The traditional pattern of teaching has been to assign students to read textbooks and work on problem sets outside school, while listening to lectures and taking tests in class.

In flip teaching, the students first study the topic by themselves, typically using video lessons prepared by the teacher or third parties. In class students apply the knowledge by solving problems and doing practical work. The teacher tutors the students when they become stuck, rather than imparting the initial lesson in person. Complementary techniques include differentiated instruction and project-based learning.

Flipping also changes the allocation of teacher time. Traditionally, the teacher engages with the students who ask questions — but those who don’t ask tend to need the most attention. “We refer to ‘silent failers,’ ” said one teacher, claiming that flipping allows her to target those who need the most help rather than the most confident. Flipping changes teachers from “sage on the stage” to “guide on the side”, allowing them to work with individuals or groups of students throughout the session.

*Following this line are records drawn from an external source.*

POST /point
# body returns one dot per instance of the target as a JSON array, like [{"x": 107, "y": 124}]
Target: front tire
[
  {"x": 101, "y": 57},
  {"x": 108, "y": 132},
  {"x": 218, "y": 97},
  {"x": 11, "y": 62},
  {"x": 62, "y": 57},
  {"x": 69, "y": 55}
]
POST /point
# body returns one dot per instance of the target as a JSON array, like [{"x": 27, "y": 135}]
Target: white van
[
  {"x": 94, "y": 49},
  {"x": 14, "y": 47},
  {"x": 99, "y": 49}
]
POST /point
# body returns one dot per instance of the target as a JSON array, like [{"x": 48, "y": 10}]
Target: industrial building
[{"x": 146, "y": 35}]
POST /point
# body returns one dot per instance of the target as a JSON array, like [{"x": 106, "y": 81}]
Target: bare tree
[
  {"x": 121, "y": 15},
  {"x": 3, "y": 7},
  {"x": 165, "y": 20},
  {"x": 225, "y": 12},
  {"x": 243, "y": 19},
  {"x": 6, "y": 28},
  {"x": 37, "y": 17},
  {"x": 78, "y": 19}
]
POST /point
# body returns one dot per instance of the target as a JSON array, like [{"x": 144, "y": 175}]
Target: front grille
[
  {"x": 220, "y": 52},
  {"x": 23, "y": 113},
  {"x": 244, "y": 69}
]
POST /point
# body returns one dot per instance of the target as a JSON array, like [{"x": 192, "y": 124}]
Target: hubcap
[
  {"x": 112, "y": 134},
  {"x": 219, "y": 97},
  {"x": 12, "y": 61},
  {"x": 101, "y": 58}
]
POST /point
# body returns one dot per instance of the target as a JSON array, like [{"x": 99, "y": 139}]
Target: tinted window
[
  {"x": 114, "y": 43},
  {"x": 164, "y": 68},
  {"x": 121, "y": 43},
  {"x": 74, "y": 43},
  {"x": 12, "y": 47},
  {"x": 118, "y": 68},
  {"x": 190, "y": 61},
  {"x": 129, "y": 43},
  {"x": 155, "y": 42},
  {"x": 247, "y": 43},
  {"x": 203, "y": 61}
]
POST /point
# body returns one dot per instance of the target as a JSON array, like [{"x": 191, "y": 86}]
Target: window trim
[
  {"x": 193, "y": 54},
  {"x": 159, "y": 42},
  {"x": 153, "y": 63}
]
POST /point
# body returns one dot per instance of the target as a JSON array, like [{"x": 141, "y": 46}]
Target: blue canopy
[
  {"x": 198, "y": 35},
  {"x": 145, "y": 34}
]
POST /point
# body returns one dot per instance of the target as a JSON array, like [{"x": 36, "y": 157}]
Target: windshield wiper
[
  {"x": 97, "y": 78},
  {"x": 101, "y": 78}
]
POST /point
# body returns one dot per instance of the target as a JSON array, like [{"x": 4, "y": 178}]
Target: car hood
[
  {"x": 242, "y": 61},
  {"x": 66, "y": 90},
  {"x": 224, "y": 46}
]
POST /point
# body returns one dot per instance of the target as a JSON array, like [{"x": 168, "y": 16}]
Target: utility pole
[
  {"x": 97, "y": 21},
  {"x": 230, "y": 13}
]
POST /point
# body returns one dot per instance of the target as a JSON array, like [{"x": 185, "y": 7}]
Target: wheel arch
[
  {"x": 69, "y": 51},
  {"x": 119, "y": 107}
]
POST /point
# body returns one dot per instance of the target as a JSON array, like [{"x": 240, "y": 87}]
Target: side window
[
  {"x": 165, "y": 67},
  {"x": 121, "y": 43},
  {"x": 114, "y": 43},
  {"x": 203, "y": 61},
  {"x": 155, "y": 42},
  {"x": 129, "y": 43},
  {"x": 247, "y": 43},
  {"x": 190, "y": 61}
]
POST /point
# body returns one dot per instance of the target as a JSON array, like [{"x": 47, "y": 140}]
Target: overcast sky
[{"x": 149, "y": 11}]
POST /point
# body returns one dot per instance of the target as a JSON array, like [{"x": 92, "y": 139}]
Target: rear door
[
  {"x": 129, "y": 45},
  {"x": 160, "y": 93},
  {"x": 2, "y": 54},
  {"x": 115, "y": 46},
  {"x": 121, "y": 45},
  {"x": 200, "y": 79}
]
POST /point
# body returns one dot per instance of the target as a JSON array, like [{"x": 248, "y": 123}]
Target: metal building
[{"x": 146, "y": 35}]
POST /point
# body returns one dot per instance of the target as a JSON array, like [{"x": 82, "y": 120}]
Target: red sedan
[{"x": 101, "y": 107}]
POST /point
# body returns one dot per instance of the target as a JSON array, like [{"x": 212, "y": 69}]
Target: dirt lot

Flipped Classroom model in Corporate Training

In corporate training you first try to make the training sessions more engaging and less tedious. The social activity aspect will encourage team work, diversification and a social mindset which a business needs in order to grow and succeed.
Along with these, it also builds experience through realistic exercises, building more on the “learn by doing and experience” concept which has proven far more proficient.

Along with these, this sort of model is more flexible as well, which works more with busy professionals in a corporate training environment. If physical interaction is unneeded, educational technologies, cooperative data systems and communications technologies can be coordinated together to set up this model over the internet, where location means far less.

Coupled with the ease of implementing gamification, the flipped classroom model is a good stopgap for bringing the corporate training concept into a new age, and will serve to help wear away at old roles and preconceptions about how education should work. There are far bigger changes on the horizon, but this model is a good way of easing into giving up a lot of old ways of thinking that this will require.